Esta exibição, mal interpretada, ofendeu algumas briosas susceptibilidades, que à noite se apresentaram na rua recitando uns versos insultantes e desbragados. A autoridade, conhecedora disto, interveio, fazendo recolher os que por este modo andavam provocando desordens. Honra lhes seja por isso,
E deste modo finalizaram os folguedos escolásticos que, como se vê, tiveram este ano mais animação que nos anos anteriores.
Estavam lançadas as sementes da dissensão que se iria manifestar em 1870.

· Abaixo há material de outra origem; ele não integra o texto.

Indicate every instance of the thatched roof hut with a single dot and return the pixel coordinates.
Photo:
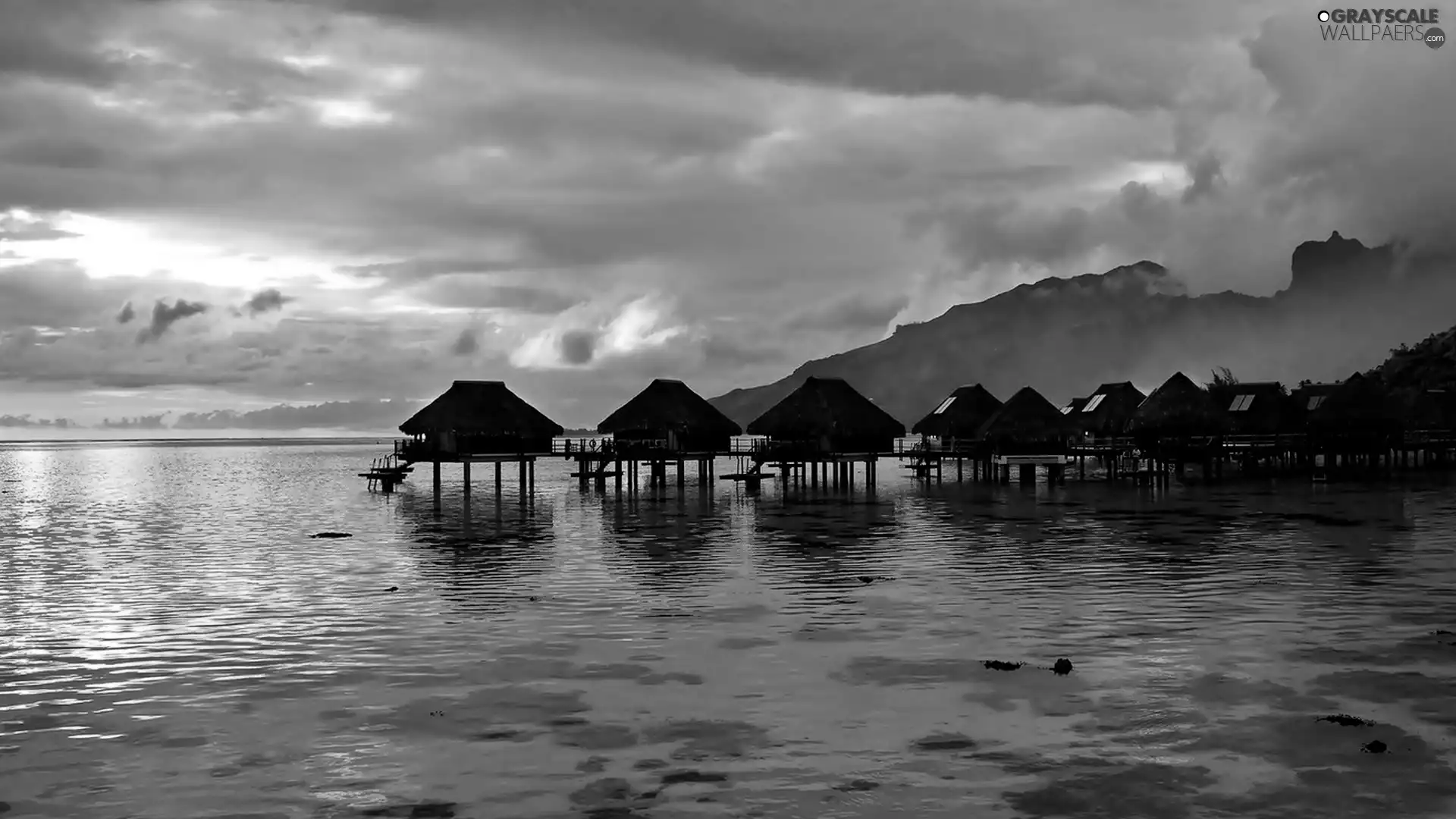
(1359, 407)
(670, 411)
(482, 417)
(1430, 410)
(827, 414)
(1177, 409)
(1308, 397)
(960, 416)
(1257, 409)
(1109, 410)
(1028, 422)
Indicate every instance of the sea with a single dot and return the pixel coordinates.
(174, 645)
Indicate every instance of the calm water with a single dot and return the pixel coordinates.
(172, 645)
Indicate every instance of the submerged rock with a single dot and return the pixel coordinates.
(944, 742)
(1346, 720)
(419, 811)
(679, 777)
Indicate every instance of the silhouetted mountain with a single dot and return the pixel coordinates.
(1345, 308)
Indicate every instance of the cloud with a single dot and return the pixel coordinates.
(265, 300)
(1037, 53)
(19, 226)
(466, 344)
(137, 423)
(858, 311)
(28, 422)
(367, 416)
(479, 292)
(165, 315)
(579, 346)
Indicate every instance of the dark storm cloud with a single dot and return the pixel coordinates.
(466, 344)
(55, 293)
(579, 346)
(36, 229)
(265, 300)
(166, 315)
(28, 422)
(58, 41)
(903, 47)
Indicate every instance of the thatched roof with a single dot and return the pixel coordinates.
(1177, 407)
(826, 407)
(669, 404)
(1357, 401)
(1310, 395)
(1256, 407)
(962, 414)
(484, 409)
(1109, 410)
(1027, 416)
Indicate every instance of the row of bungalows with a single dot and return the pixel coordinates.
(829, 416)
(1350, 414)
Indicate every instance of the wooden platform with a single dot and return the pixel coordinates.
(1033, 460)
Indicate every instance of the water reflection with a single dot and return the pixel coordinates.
(669, 541)
(181, 648)
(481, 560)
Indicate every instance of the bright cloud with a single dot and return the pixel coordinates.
(577, 199)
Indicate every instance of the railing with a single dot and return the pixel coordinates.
(629, 447)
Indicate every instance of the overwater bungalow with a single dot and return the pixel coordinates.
(959, 419)
(826, 416)
(1257, 409)
(667, 416)
(478, 422)
(1028, 425)
(1429, 411)
(1174, 414)
(1107, 411)
(473, 419)
(1359, 416)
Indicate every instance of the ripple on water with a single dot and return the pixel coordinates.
(177, 646)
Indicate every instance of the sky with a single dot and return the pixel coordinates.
(228, 210)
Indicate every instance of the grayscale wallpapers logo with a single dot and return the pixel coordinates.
(1394, 25)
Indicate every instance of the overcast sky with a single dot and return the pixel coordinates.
(232, 206)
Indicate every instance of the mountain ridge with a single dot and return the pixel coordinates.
(1345, 308)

A poesia de que fala a notícia do Religião e Pátria é a que vai abaixo, versando um tema que será recorrente ao longo das décadas seguintes: a iminência da morte das festas dos estudantes de Guimarães a S. Nicolau.
À mortal decadência
da festa do S. Nicolau
Por entre as alas de inquietos vultos,
Que evocam do sepulcro a grã princesa,
Escoam estas sombras, não sepultos
Os restos dessa antiga realeza…
Sabeis já quem morreu...? oh! sim foi ela!!

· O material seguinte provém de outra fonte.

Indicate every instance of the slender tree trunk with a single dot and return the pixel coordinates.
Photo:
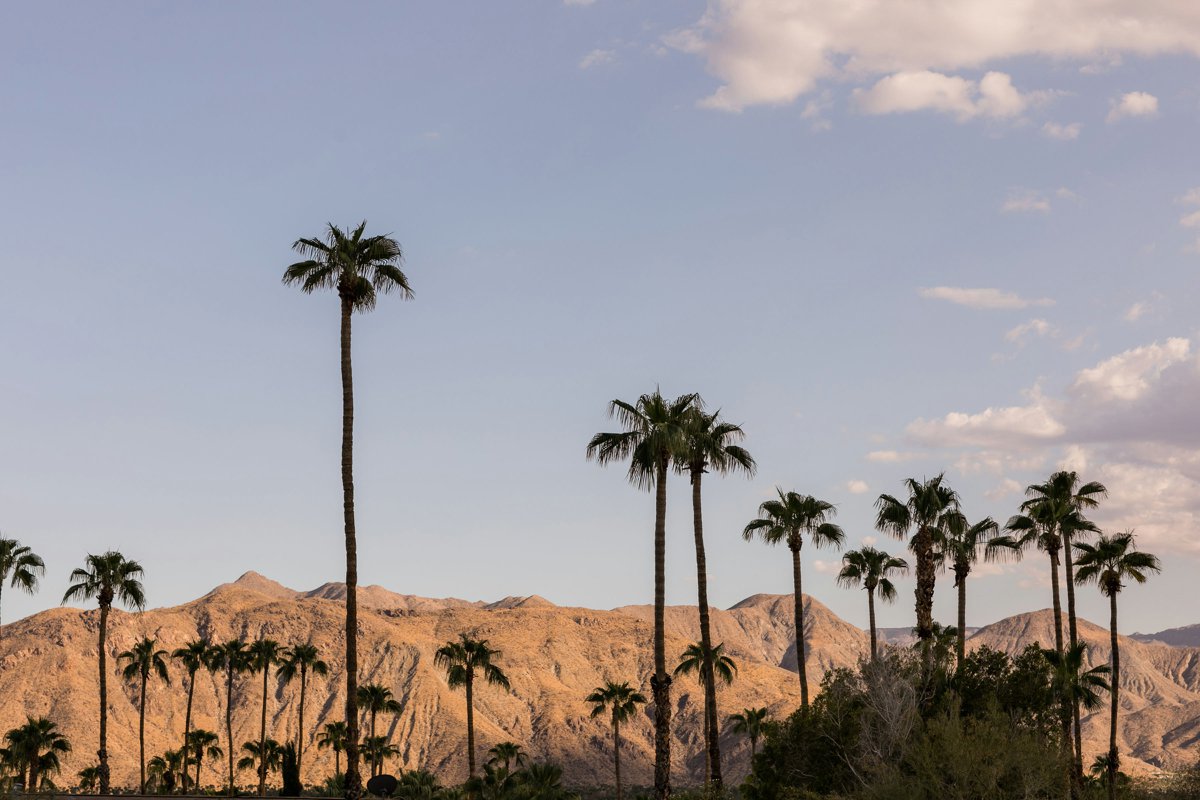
(661, 681)
(102, 753)
(142, 734)
(1114, 757)
(471, 728)
(801, 657)
(353, 780)
(706, 636)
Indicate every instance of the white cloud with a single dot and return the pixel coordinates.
(1133, 103)
(982, 298)
(597, 58)
(1062, 132)
(771, 52)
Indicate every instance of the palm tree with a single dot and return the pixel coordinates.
(1109, 564)
(462, 660)
(787, 519)
(333, 737)
(359, 269)
(621, 702)
(924, 513)
(749, 721)
(959, 547)
(192, 656)
(655, 433)
(142, 660)
(107, 577)
(233, 657)
(711, 446)
(21, 566)
(870, 569)
(263, 654)
(203, 744)
(300, 660)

A virgem coronal, a Virgem bela!
Nascida da ciência e da alegria,
Viu tronos baquear, gemer reinados;
Viu à pátria faltar a luz do dia,
Viu sábios a correr de alienados;
Viu guerras devastar o pátrio solo,
E a virgem não caiu... ergueu seu colo!
Mas ai! festa escolar, por ti, amor,
Tributo de saudade o peito anima;
Tristonho funeral, intensa dor
A sorte que tiveste aqui lastima!
= Mas se além do sepulcro alta nobreza
Te cabe inda por glória do passado,
Não queiras lá na campa uma vileza,
– Da terra ergue teu braço descarnado,
E mesmo morta, repele, ò cara amante,
Profano versejar de algum pedante!
– Se a frase lhes doer, tenham paciência;
É a mágoa, é o orgulho da ciência!
Os filhos de Minerva, a morte escura,
Com duplicado dó vão prantear;
Às damas que os amavam com loucura
Seu delirante amor patentear,
E a ti flor de lágrimas formada,
Que por eles, qual foste, inda és amada!
…………………………………………
Vós, gémeas da beleza, sabeis quanto
Era o afecto nosso deste dia…?
Por certo não esqueceis, lembrais o encanto,
“Onde o menino as almas acendia”.
Pois tudo tem seu fim; a lei mesquinha.
Nem os pastéis poupou da Joaninha!
Lá se vai de maçãs a grata oferta
Em que amor os segredos ocultava!
Não se lembra, menina, há-de estar certa
Do que dentro do pomo se encontrava?
Pois até nos vão levar este caminho,
Por onde a pega já fez e faz seu ninho!
…………………………………………
Correi por esta festa já mirrada
Ò tristes, bem sentidos prantos meus;
Carpideiras, erguei voz magoada,
– À virgem coronal dizei… adeus!
Tambores esconjurai quem à finada
Vier prantos votar de fariseus,
Que na campa em palmito, tem capela
Quem como ela viveu, morreu donzela!
O Vimaranense, n.º 545, 7.º ano, Guimarães, 11 de Dezembro de 1868
As festas a S. Nicolau do ano de 1870 foram marcadas por desavenças entre os “estudantes modernos e veteranos”. No jornal Vimaranense, escrevia-se a 18 de Novembro:
“Os filhos de Minerva, deusa da ciência e da guerra, parece que preferem a última.”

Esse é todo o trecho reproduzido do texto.